Now that the Finance Bill 2012 has been approved by Parliament, the great game has moved on to a new arena, the forthcoming presidential election. And once again, finance minister Pranab Mukherjee—by virtue of being perceived as the clear front runner—seems to be the focal point of the issue.
If popular perception were to translate into reality, then Mukherjee would be a shoo-in as the 13th president of India. Alas, nothing in politics is a case of WYSIWYG (what you see is what you get). Still, it is clear that the status quo is about to alter; things are unlikely to be the same in Indian politics, particularly in the ruling dispensation, after the election.
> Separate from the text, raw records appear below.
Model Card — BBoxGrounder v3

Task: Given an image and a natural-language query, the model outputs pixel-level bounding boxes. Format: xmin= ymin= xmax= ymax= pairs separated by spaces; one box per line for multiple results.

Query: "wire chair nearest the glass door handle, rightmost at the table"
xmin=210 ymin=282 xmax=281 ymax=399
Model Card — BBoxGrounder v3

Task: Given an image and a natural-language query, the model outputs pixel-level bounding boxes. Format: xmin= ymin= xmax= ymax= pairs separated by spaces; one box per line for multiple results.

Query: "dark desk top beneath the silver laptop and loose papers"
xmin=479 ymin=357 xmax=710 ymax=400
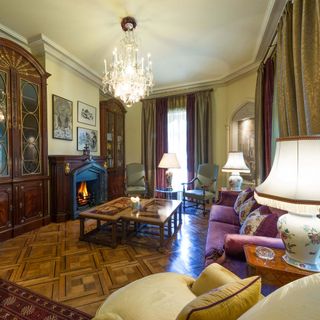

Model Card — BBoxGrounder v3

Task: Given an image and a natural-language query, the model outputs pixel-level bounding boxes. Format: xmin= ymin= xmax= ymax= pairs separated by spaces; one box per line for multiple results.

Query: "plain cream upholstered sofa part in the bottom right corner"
xmin=239 ymin=273 xmax=320 ymax=320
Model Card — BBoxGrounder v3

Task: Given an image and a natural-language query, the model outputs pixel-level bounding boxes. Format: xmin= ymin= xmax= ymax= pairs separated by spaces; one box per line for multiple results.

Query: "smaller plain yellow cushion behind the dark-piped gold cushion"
xmin=191 ymin=263 xmax=240 ymax=296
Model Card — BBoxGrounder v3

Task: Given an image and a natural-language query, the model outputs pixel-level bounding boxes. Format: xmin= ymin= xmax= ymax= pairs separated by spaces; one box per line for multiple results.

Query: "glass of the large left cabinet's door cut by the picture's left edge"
xmin=0 ymin=71 xmax=9 ymax=177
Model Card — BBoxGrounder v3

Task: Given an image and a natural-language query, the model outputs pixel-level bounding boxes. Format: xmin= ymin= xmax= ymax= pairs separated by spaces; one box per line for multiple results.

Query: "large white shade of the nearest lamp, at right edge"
xmin=255 ymin=136 xmax=320 ymax=215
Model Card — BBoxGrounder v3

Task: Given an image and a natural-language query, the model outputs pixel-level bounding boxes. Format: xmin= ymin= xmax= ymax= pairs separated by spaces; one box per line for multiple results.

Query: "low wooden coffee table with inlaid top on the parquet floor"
xmin=79 ymin=197 xmax=182 ymax=251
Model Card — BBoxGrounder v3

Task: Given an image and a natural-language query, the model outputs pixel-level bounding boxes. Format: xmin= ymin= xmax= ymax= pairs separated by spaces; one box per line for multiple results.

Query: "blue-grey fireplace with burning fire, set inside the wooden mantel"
xmin=70 ymin=162 xmax=107 ymax=219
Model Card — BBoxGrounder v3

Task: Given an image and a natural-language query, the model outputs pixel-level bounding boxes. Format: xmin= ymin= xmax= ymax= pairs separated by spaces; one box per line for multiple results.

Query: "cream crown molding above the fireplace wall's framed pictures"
xmin=28 ymin=34 xmax=101 ymax=88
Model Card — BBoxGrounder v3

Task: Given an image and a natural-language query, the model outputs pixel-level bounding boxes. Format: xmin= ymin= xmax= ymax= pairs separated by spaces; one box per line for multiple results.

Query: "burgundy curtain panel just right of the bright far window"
xmin=187 ymin=94 xmax=195 ymax=181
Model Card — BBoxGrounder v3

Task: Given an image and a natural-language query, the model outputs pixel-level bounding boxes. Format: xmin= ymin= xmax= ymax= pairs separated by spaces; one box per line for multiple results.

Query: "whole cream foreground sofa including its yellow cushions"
xmin=93 ymin=263 xmax=320 ymax=320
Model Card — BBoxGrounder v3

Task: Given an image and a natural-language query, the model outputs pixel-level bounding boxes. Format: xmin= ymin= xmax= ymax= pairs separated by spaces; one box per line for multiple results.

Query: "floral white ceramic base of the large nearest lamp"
xmin=278 ymin=212 xmax=320 ymax=272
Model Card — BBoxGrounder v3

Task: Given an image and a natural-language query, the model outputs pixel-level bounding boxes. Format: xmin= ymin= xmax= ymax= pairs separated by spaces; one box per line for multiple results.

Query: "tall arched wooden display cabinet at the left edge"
xmin=0 ymin=38 xmax=50 ymax=240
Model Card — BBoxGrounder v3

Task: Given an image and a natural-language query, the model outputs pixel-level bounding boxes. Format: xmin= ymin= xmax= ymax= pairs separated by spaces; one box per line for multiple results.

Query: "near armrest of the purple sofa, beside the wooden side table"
xmin=224 ymin=234 xmax=285 ymax=257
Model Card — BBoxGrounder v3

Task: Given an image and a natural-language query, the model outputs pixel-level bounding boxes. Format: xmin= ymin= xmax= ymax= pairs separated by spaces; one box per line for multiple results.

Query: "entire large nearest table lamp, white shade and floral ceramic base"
xmin=255 ymin=136 xmax=320 ymax=271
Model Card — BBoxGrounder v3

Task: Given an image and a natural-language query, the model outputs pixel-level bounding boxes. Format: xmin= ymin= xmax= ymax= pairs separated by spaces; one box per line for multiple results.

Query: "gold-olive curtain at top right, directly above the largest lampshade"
xmin=277 ymin=0 xmax=320 ymax=137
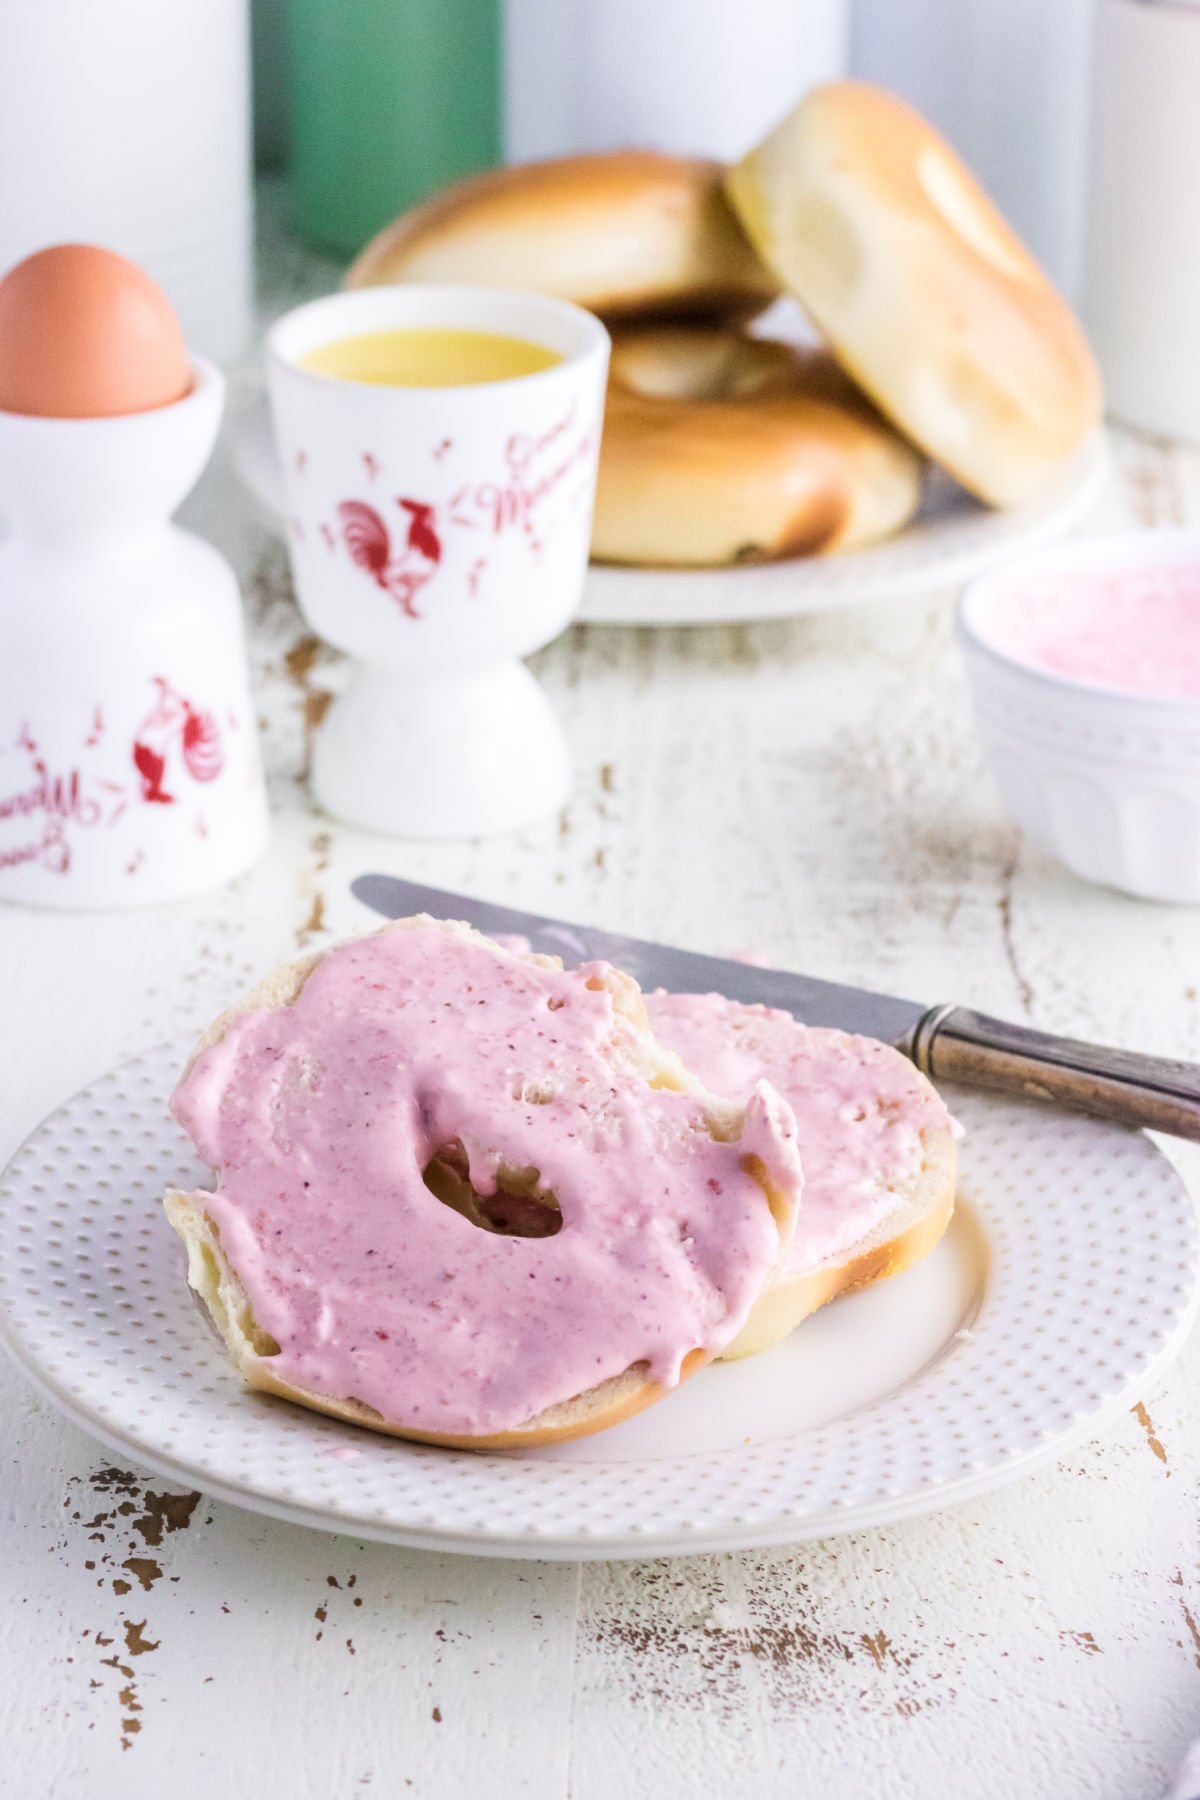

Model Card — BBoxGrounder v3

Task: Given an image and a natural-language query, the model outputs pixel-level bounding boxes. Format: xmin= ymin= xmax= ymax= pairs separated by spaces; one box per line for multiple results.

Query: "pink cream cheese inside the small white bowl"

A file photo of finance minister Pranab Mukherjee
There are three possible scenarios.
One, as everyone, including the opposition, is claiming, Mukherjee is unanimously elected as the next president. Almost immediately, there is a vacuum in the cabinet and that too in a very critical ministry—and at a time when the economy is on the threshold of a potential crisis.
If the Congress doesn’t wish to disturb the present dispensation, then the best option would be to induct an outsider; former Reserve Bank of India governor and present head of the Prime Minister’s economic advisory council C. Rangarajan is an obvious choice. He has the faith and ear of the Prime Minister, a proven track record as a technocrat, and is not just apolitical but, thanks to his present job profile, hands-on when it comes to the economy.
If the Congress believes it needs a politician at the helm to ready an electorally-saleable spending agenda ahead of the crucial 2014 election, then the choice may be rural development minister Jairam Ramesh. Once again, he has all the right credentials (as an aide to the then finance minister P. Chidambaram, he played a critical behind-the-scenes role in pushing serious economic reforms, including dismantling of the administered pricing mechanism for petroleum products) and connections—both to the Prime Minister and the Gandhi family.
If Ramesh is the choice, then the government has to think of a replacement in the critical rural development ministry—which has an annual budget of more than Rs 80,000 crore—in the run-up to the election. That would mean a shuffle in cabinet portfolios and may see the induction of fresh blood.
In the second scenario, the Congress declines to let go of as valuable a team member as Mukherjee. It then decides to acknowledge—as the buzz in Delhi suggests—his importance and anoints him deputy prime minister—a post last held by L.K. Advaniwhen Atal Bihari Vajpayee was at the helm of the Bharatiya Janata Party-led coalition.
If this happens, it would be a victory of sorts for Mukherjee, who is a walking encyclopedia of the political history of the Congress party after having started out under Indira Gandhi (who continues to remain his role model). However, it could cause serious heartburn among some of his colleagues, who harbour similar aspirations, but have never articulated them.
This would actually help the Congress-led United Progressive Alliance government. It would have retained Mukherjee (without losing him to Rashtrapati Bhavan) and also acquired a deputy prime minister, who is both respected and feared by the opposition. That may well revive the fading fortunes of the government.
The third scenario is what I call the nuclear option. And the button is with Congress party president Sonia Gandhi.
Gandhi has thus far not weighed in on the debate, but anyone who thinks she can be hustled into a decision is mistaken; think back to 2004 when she gave up the opportunity to be prime minister, effecting a political masterstroke that weakened the opposition and won her tremendous political capital. Gandhi will know that the occupant of Rashtrapati Bhavan could play a key role in 2014 when no party is likely to get a majority (if things stay the way they are).
If she decides to back a different candidate and doesn’t make Mukherjee deputy prime minister, though, she will unsettle several within the party and also leave the current finance minister feeling a little miffed.
Whichever scenario plays out, life is unlikely to be the same for this government and its key players.